Sam Toueg

1998 - 1999 CS Annual Report Faculty

Sam Toueg

Professor
sam@cs.cornell.edu
http://www.cs.cornell.edu/home/sam/sam.html

PhD Princeton University, 1979

My research is in distributed computing. In particular, I work on methodologies, paradigms, and algorithms for highly-available and secure distributed systems. My long-term goal is to help bridge the gap between theoretical results and the need for efficient and practical solutions.
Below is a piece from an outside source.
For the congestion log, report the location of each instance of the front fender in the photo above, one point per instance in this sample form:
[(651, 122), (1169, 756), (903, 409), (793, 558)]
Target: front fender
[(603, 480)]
My recent research effort, in collaboration with M. Aguilera and W. Chen, is on the use of unreliable failure detectors for

designing reliable distributed systems. We studied the problems of failure detection and consensus in asynchronous systems in which processes may crash and recover, and links may lose messages. We first proposed new failure detectors that are particularly suitable to the
crash-recovery model. We next determined under what conditions stable storage is necessary to solve consensus in this model. Using the new failure detectors, we gave two consensus algorithms that match these conditions: one requires stable storage and the other does not. Both algorithms tolerate link failures and are particularly efficient in the runs that are most likely in practice —those with no failures or failure detector mistakes.

University Activities

Director: Master of Engineering Program, Computer Science Department

Publications

Randomization and failure detection: A hybrid approach to solve Consensus. SIAM
Journal of Computing 28, 3 (June 1999), 890-903 (with M. Aguilera).

Using the Heartbeat failure detector for quiescent reliable communication and consensus in partionable networks. Invited paper in Theoretical Computer Science 220, special issue on Distributed Algorithms, 1 (June 1999), 3-30 (with M. Aguilera and W. Chen).